ユーリズミックスは1990年以降、何度か解散してアルバムやベストアルバムをリリースしているが、今回は一夜限りの復活という形のようだ。
近年では、ボーカルのアニー・レノックスは、『ロード・オブ・ザ・リング』の劇中曲を歌いグラミーを獲得したり、クリスマス・アルバムを出すなどサウンド面よりも「歌」を全面に押し出した活動を行っている。また相方のデイヴ・スチュワートはPlatinum Weirdとしてゆるやかなロックサウンドを展開していたり、ミック・ジャガーなどとのバンドSuperheavyで大人の「ミクスチャーサウンド」の制作、また幅広いプロデュース業をおこなっている。

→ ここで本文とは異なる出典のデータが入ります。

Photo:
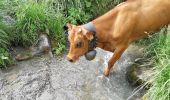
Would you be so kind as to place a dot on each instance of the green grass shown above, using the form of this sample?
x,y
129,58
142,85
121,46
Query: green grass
x,y
159,50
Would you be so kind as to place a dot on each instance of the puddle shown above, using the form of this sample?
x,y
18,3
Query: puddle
x,y
57,79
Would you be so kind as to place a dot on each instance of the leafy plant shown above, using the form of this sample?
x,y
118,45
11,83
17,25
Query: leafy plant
x,y
5,58
159,50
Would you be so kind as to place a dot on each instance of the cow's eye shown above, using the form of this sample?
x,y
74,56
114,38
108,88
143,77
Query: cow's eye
x,y
78,45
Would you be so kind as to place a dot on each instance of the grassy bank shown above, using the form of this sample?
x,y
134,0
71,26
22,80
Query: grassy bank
x,y
158,49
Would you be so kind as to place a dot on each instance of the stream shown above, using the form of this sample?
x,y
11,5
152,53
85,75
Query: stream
x,y
45,78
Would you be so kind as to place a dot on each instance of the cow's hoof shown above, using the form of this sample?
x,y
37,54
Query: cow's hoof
x,y
106,72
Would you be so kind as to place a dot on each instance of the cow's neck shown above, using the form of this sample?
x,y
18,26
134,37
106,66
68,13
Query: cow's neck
x,y
104,26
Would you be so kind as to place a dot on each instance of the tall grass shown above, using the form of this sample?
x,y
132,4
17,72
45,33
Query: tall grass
x,y
159,50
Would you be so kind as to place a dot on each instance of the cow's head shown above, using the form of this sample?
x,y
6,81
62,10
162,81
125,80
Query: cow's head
x,y
79,39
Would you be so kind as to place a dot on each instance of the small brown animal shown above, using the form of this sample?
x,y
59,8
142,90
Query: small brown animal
x,y
115,30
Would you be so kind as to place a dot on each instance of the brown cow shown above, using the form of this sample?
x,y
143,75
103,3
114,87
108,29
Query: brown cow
x,y
115,30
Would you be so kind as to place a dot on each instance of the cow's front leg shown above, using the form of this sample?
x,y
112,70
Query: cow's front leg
x,y
117,54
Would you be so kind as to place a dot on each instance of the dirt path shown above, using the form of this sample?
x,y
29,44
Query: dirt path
x,y
42,78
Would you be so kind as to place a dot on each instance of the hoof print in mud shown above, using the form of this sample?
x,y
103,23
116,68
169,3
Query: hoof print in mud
x,y
140,73
42,46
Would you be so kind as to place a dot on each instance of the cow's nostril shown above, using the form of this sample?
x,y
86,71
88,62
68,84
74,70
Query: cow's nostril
x,y
71,60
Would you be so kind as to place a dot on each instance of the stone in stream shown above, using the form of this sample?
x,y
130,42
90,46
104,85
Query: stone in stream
x,y
42,46
140,73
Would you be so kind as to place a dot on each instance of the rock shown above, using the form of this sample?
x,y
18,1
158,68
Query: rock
x,y
140,73
24,56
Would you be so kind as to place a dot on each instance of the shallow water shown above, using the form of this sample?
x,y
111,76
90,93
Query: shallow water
x,y
42,78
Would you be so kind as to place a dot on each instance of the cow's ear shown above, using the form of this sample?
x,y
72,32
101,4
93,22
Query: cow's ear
x,y
89,35
69,26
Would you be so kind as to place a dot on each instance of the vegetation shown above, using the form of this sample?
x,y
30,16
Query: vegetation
x,y
159,52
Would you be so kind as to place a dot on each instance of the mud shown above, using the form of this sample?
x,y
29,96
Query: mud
x,y
46,78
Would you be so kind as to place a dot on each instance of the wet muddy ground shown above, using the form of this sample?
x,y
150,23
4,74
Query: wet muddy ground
x,y
44,78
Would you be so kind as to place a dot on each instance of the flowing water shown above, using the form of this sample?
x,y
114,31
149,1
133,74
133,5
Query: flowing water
x,y
44,78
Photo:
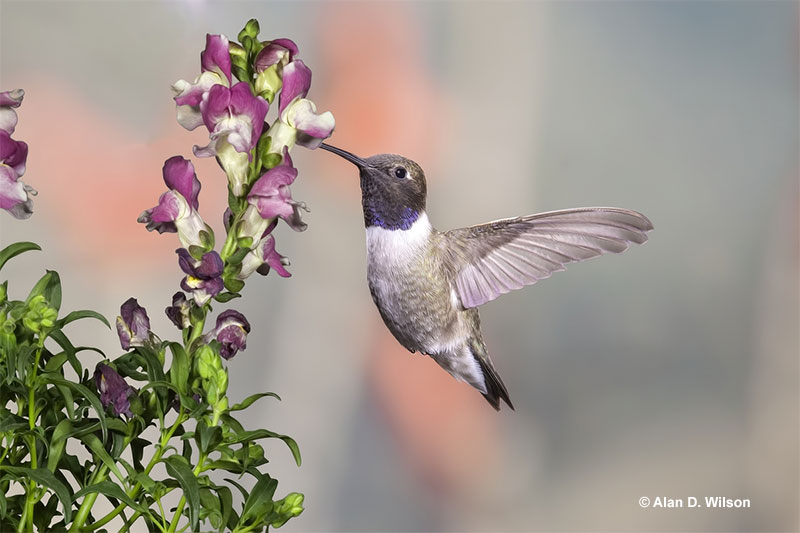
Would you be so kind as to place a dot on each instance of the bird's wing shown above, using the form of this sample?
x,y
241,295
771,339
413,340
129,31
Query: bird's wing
x,y
498,257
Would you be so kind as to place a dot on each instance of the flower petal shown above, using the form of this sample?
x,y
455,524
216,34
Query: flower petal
x,y
8,119
216,57
13,153
277,51
296,83
12,191
11,98
179,175
189,96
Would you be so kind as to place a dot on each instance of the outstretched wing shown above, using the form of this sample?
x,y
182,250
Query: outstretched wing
x,y
498,257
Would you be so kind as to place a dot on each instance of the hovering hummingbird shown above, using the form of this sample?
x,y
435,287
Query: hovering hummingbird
x,y
428,284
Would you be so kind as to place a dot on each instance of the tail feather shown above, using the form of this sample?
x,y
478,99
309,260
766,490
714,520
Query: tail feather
x,y
495,388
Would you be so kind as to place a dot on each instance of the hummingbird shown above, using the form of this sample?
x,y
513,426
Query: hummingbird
x,y
428,284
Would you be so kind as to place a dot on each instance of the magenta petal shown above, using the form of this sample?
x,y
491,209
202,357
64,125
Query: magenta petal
x,y
11,98
12,191
273,206
275,52
274,259
243,102
216,57
13,153
269,183
289,45
167,209
192,96
8,119
179,175
215,106
296,83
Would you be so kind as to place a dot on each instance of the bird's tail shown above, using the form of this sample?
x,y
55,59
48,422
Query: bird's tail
x,y
495,388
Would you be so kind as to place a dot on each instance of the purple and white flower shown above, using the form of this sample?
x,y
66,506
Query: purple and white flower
x,y
235,119
8,117
203,278
270,62
278,51
176,211
271,196
262,258
298,122
179,311
215,61
231,332
113,390
133,327
15,196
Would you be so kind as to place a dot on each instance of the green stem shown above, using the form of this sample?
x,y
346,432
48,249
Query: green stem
x,y
31,495
165,438
88,501
197,329
182,502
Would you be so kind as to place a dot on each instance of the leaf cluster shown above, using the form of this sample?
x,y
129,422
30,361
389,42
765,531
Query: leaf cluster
x,y
50,408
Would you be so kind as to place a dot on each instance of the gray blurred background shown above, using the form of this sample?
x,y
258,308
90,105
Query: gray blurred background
x,y
669,371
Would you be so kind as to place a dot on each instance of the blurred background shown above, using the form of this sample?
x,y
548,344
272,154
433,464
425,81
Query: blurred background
x,y
669,371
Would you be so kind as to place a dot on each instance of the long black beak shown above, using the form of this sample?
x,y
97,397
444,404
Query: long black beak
x,y
357,161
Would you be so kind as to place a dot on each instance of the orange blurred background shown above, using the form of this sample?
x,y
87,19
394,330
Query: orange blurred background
x,y
670,371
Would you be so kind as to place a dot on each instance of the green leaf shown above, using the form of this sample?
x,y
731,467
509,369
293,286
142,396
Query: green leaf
x,y
259,503
145,481
178,468
207,438
49,286
234,285
247,402
13,250
112,490
70,350
241,489
83,313
44,477
250,29
179,371
83,391
226,507
57,443
247,436
226,296
97,449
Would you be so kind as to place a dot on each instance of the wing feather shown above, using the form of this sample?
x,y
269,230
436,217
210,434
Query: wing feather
x,y
498,257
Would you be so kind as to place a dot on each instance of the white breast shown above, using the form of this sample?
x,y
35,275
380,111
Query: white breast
x,y
391,250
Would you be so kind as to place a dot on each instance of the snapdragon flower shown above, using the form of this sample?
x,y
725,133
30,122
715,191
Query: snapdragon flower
x,y
298,122
203,278
176,211
215,62
270,62
272,197
262,258
113,389
235,119
133,326
179,311
15,196
8,117
231,332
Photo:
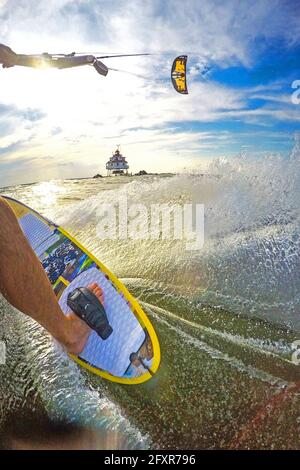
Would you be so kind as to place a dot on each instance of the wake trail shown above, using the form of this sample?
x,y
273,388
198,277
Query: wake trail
x,y
251,371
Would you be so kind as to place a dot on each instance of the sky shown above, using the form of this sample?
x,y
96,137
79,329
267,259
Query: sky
x,y
243,57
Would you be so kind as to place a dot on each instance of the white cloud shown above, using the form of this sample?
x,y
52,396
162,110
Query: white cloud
x,y
95,113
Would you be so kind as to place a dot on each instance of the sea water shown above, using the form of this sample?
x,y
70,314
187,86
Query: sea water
x,y
227,315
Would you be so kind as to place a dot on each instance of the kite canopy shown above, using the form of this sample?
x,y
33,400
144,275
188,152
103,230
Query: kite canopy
x,y
178,74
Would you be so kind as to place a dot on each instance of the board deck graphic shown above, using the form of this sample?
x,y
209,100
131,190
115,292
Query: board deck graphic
x,y
69,265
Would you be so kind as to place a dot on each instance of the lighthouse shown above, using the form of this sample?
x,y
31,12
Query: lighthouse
x,y
117,164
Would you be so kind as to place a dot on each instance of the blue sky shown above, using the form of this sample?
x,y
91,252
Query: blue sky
x,y
243,59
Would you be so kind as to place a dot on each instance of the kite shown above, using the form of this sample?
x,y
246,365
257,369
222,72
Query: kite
x,y
178,74
8,58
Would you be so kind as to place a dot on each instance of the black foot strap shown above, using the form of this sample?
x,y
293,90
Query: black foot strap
x,y
89,308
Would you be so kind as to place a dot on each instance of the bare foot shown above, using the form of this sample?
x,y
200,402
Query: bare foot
x,y
79,330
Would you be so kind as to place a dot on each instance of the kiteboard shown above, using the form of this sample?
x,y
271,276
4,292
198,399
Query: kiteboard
x,y
131,352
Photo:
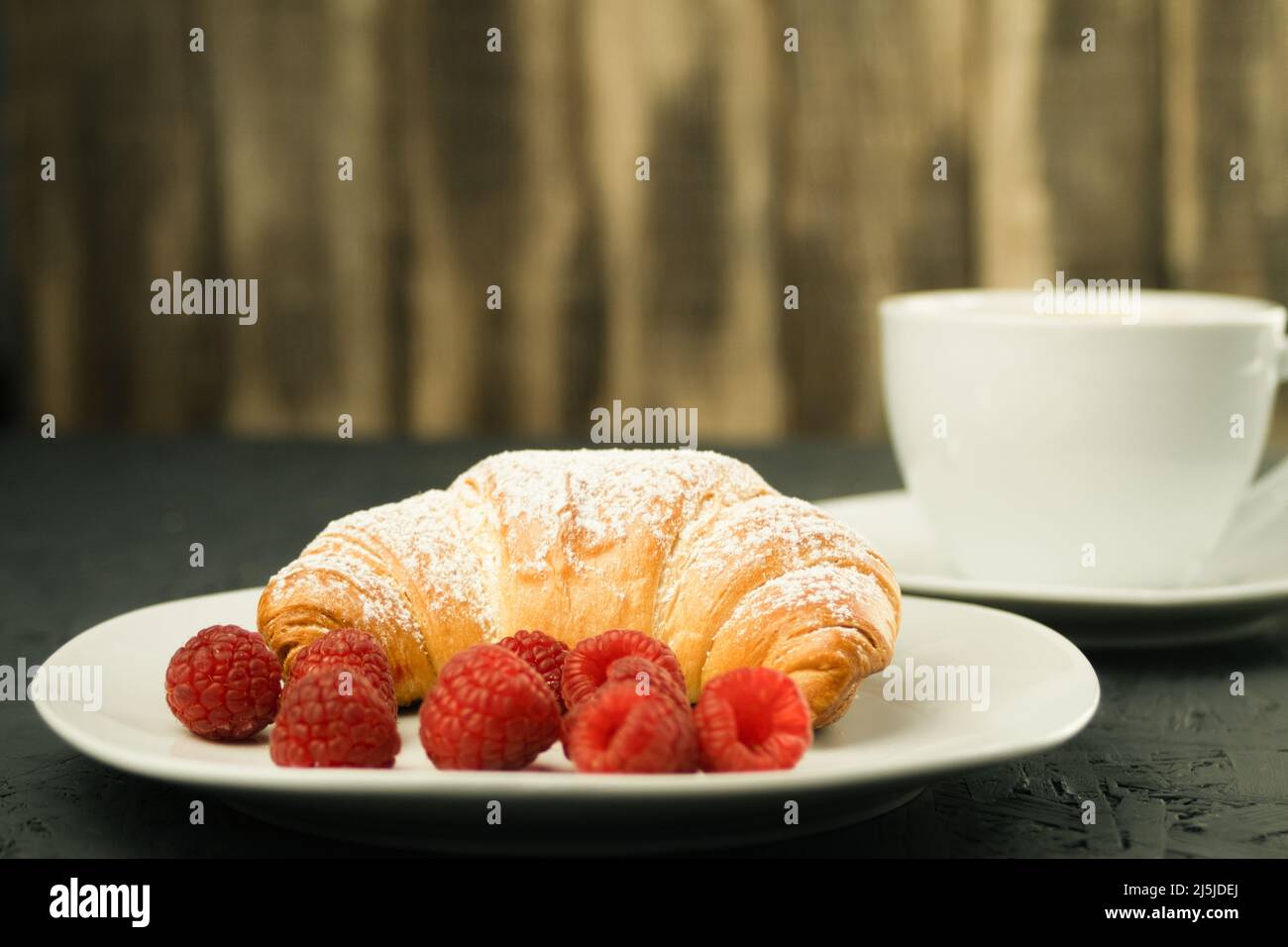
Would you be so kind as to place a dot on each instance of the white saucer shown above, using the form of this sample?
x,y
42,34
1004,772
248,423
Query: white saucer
x,y
1042,690
1220,608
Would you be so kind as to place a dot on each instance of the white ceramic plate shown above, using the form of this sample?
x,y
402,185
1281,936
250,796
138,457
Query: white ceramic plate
x,y
1041,692
1220,607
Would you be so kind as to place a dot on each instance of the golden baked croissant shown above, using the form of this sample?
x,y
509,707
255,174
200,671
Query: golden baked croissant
x,y
692,548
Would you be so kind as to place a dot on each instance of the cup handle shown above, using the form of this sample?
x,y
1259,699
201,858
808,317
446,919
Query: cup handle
x,y
1266,501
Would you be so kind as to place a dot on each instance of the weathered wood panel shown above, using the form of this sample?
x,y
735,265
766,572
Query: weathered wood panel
x,y
516,169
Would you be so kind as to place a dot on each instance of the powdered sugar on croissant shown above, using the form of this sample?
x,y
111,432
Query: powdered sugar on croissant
x,y
692,548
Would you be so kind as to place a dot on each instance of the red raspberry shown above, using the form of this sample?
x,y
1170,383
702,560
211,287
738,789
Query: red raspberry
x,y
544,654
752,718
631,667
331,719
488,710
223,684
347,650
587,665
618,731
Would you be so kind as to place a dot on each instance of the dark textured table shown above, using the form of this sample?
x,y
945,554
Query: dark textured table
x,y
95,527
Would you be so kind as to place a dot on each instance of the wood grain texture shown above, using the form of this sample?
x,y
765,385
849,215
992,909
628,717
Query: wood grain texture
x,y
516,169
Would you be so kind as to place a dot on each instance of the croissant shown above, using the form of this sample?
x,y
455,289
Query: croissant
x,y
691,548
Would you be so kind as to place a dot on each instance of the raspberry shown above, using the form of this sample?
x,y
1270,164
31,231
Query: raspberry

本人たちとしても「ユーリズミックス」は過去のものなのだろう。それだけに、今回の再結成、しかも「ビートルズ・トリビュート」の出演者としての復活、というのが、少々違和感がある。
かつてのきらびやかなユーリズミックスサウンドは素晴らしいものだった。ユーリズミックスといえば、やはり1980年代にヒットした「Sweet Dreams」や「There Must be Angel」などのフックのあるエレクトリックな楽曲を思い出す人も多いはず。現在音楽活動を行う若いアーティストにとって、彼らの音楽性やPVに見られる奇抜なスタイルは、影響が大きかったのではないだろうか。特にレディ・ガガの音楽やスタイルにはその面影がしっかりと残っている。こんな元祖レディ・ガガが「ビートルズ・トリビュート」に参加する。ロックの殿堂に「20年後の尖ったポップミュージック」が乗り込んでいく。こんな構図だと考えると興味深い。他にもグレース・ジョーンズ等、音楽的にもファッション的にも「尖っていた」アーティストが再評価されていく機会があれば、ガガのようなアーティストもいずれは殿堂入りするのではないだろうか?
今回の「ビートルズ・トリビュート」というハレの場で、今、ユーリズミックスがどのようなカバーを歌うのか。今のところ選曲は未定ということだ。日本でもwowowの放送が決定しているので、気になる方はチェックしてみてはいかがだろうか。